Zajęcia wyrównawcze dla romskich dzieci w szkołach i przedszkolach, remonty mieszkań, pomoc pielęgniarek środowiskowych i wsparcie imprez artystycznych – m.in. takie działania przewiduje Program Integracji Społeczności Romskiej, na którym pracuje resort administracji.
Jak dowiedziała się „Rz", do 2020 roku rząd chce przeznaczyć na ten cel 80 mln złotych. Według ostatniego spisu powszechnego Romów w Polsce jest 17 tys. Daje to więc ok. 5 tys. zł na osobę.
Te zapowiedzi budzą obawy części działaczy romskich. – Program może spowodować stygmatyzację Romów i kolejne konflikty z władzami samorządowymi – alarmuje Roman Kwiatkowski, szef Stowarzyszenia Romów w Polsce oraz Federacji Romskiej FROM.
Rządowy plan ma być kontynuacją podobnego programu, obowiązującego w latach 2004–2013. Wcześniej pilotażowo wdrażano go w województwie małopolskim. W jego realizację od 2004 roku rząd wpompował 85 milionów złotych. Jednak na cele integracji polskich Romów ogólnie poszło w ostatnich latach ponad 200 mln, bo otrzymywali też m.in. wsparcie z tzw. komponentu romskiego w funduszach unijnych.

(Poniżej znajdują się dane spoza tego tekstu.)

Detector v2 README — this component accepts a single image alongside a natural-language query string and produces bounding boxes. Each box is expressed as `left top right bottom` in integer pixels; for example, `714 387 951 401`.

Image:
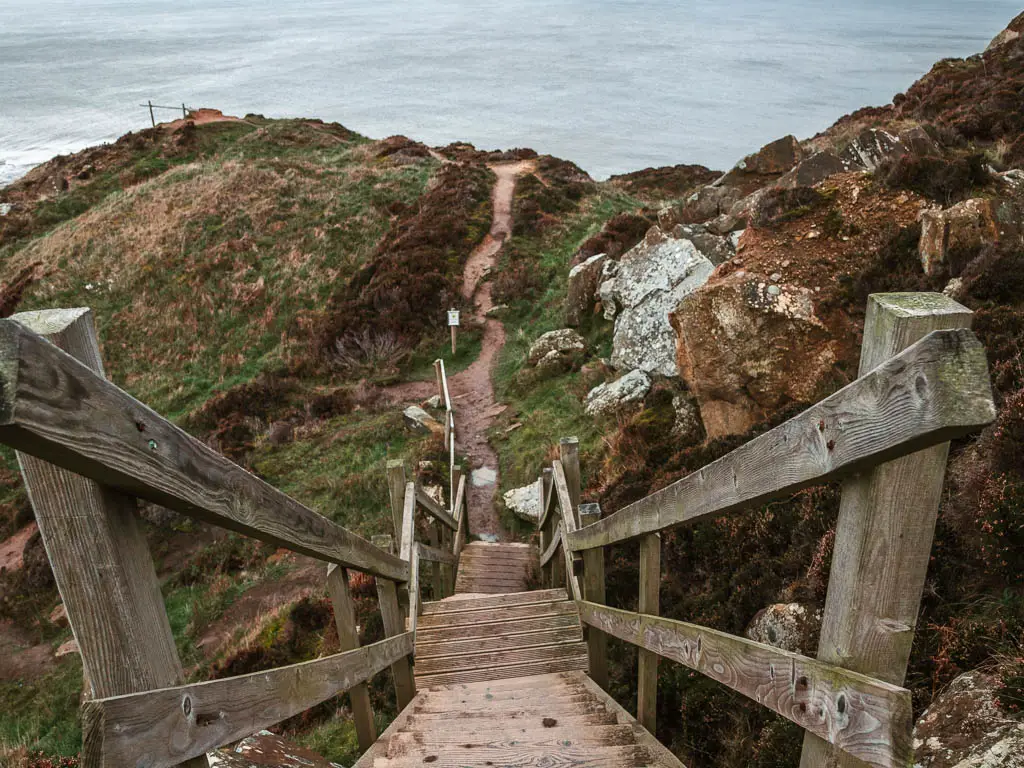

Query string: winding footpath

Rząd zdecydował się na kontynuację programu, bo nadal „w porównaniu z innymi mniejszościami, romska mniejszość etniczna jest jedyną mniejszością zagrożoną wykluczeniem społecznym". – Ktoś może spytać, dlaczego wydajemy na Romów, a nie na Polaków. Jednak w każdym cywilizowanym kraju mniejszości mają odpowiednie wsparcie, bo jest im trudniej na każdym kroku. W interesie większości jest ułożyć sobie dobre stosunki z mniejszościami – tłumaczy wiceminister administracji Stanisław Huskowski z PO.